7 News Belize

Hero Hard Talk
posted (September 9, 2015)

Last night, we showed you the discussion that the Belize History Association held in memory of Belizean National Hero Philip Goldson. Though, nominally, his stature in the pantheon of national heroes, is the same as George Price, Goldson's legacy is not nearly as clear cut as the man dubbed the Father of The Nation. And, ultimately, that's because history is written about and by the winners, and Goldson's HIP and NIP, always played second fiddle to Price's pre-eminent PUP.

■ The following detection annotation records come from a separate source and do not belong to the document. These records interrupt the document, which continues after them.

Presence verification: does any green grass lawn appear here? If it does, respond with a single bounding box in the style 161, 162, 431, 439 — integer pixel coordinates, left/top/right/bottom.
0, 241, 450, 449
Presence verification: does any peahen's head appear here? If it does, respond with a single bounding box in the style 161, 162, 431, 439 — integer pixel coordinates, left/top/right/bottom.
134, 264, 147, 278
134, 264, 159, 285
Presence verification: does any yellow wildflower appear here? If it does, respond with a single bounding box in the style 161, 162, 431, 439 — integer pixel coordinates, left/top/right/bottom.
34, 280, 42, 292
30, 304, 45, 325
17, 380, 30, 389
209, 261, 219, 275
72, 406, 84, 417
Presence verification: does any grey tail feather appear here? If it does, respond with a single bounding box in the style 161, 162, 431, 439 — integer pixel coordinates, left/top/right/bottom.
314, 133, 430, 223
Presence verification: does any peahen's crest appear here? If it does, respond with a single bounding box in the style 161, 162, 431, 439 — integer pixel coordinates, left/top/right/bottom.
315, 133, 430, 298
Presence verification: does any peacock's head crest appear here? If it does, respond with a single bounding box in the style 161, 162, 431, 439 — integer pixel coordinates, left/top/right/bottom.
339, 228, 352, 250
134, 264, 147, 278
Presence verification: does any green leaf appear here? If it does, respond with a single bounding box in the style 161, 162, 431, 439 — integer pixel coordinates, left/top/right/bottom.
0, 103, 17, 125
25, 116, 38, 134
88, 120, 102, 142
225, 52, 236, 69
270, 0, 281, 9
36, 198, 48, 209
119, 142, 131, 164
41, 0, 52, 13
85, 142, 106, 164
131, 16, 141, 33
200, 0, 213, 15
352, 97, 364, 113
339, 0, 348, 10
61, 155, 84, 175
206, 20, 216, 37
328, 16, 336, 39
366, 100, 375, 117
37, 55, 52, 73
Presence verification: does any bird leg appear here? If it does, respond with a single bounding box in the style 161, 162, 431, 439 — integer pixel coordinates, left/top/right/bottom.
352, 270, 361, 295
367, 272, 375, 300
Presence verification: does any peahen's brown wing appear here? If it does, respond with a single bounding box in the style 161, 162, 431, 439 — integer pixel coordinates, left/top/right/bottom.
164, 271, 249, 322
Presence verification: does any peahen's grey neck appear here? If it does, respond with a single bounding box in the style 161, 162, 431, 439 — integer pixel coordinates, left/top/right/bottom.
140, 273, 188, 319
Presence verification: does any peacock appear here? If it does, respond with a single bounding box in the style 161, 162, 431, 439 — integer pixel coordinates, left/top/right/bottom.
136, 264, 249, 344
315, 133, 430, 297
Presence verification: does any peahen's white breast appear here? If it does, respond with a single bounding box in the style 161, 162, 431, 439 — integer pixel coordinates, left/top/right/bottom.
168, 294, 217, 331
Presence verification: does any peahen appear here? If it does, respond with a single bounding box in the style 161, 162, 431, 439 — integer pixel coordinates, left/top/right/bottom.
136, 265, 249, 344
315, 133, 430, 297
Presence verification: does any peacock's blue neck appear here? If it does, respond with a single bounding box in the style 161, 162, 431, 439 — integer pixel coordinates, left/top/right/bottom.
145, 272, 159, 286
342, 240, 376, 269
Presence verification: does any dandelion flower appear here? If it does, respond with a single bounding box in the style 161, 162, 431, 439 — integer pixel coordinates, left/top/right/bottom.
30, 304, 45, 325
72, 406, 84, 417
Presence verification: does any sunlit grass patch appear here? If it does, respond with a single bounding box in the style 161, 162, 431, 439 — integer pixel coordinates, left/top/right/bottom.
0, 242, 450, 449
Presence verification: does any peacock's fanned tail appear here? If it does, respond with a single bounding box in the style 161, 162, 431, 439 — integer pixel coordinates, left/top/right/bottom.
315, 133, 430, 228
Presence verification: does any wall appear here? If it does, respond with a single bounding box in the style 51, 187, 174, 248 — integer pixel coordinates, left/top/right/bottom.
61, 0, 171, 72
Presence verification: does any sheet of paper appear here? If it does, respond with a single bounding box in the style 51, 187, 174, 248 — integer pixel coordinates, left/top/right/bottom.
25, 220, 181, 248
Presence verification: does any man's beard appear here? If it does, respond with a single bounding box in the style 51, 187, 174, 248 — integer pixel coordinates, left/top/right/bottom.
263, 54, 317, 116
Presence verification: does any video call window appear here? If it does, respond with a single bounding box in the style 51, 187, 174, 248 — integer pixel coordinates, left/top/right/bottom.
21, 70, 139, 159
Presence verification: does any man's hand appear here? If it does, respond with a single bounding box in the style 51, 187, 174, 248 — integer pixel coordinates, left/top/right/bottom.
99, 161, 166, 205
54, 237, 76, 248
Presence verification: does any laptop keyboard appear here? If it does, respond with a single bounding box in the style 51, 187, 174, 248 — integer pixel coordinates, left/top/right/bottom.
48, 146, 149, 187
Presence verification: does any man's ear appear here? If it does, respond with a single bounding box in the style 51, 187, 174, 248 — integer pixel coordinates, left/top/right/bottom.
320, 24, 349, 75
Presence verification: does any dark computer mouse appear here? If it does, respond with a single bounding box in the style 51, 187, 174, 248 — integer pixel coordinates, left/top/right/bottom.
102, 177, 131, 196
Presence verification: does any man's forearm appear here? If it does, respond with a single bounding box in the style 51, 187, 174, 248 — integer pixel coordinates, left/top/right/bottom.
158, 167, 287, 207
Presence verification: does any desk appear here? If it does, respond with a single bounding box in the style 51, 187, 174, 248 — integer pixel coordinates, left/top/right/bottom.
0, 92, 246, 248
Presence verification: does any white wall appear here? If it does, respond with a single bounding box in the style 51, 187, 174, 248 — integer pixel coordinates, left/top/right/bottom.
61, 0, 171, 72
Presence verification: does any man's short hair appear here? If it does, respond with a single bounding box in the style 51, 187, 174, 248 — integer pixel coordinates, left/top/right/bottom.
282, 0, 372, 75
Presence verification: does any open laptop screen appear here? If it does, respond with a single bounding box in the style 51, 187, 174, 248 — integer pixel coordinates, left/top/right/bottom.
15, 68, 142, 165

And the bitterness that goes along with any prolonged political rivalry - particularly from Goldson to Price - ran very deep. It is an article of faith for the NIP that Price sold out to Guatemala – a point that was somewhat vindicated in the 2011 authorized biography of Price when he acknowledged that he received funding from the Guatemalans – but only on the principle that they had a common enemy, the British.

And while time's torch slowly illuminates those darkened corners of history, still, there's no easy congruence between the flexible Price, and the doctrinaire Goldson. But, those divergent paths had the same starting point: the People's Committee in 1949. Headquarters? The Price Family home on Pickstock Street. In an extended interview he granted to Nuri Muhammad back in 1991 in Los Angeles, California, Goldson went back to the start, where as a journalist, activist, and a political aspirant, he was a part of history in the making:

As you heard yesterday, the Goldson experts say that he never toed a political line if a party's policies or direction were against his own principles. For 16 years, Goldson remained a member of the PUP, and in 1965 he resigned citing, what he felt was George Price's "Pro-Guatemalan" push. He explained to Nuri Muhammad that he could no longer support the direction that the PUP was going, and he left:

When Goldson left, he went on to form the Honduras Independence Party with his ally Leigh Richardson. They later merged with the National Party of Belize, to become the National Independence Party, or NIP – which became the precursor of the now UDP. Eventually, Goldson, the uber-nationalist, was labelled a pro-colonialist who was trying to get in the way of Belizean Independence. Now, this is a man who was jailed by the Colonial government for sedition, for what he wrote in a newspaper. So, how did this man who was basically a political prisoner of the colonial government end up branded as sort of sellout to the Brits? Well, in that 1991 interview he said that it was PUP political propaganda to smear his image:

Again, that interview was granted to Nuri Mohammed when he was the host of a radio show called Belize Caribbean Pulse.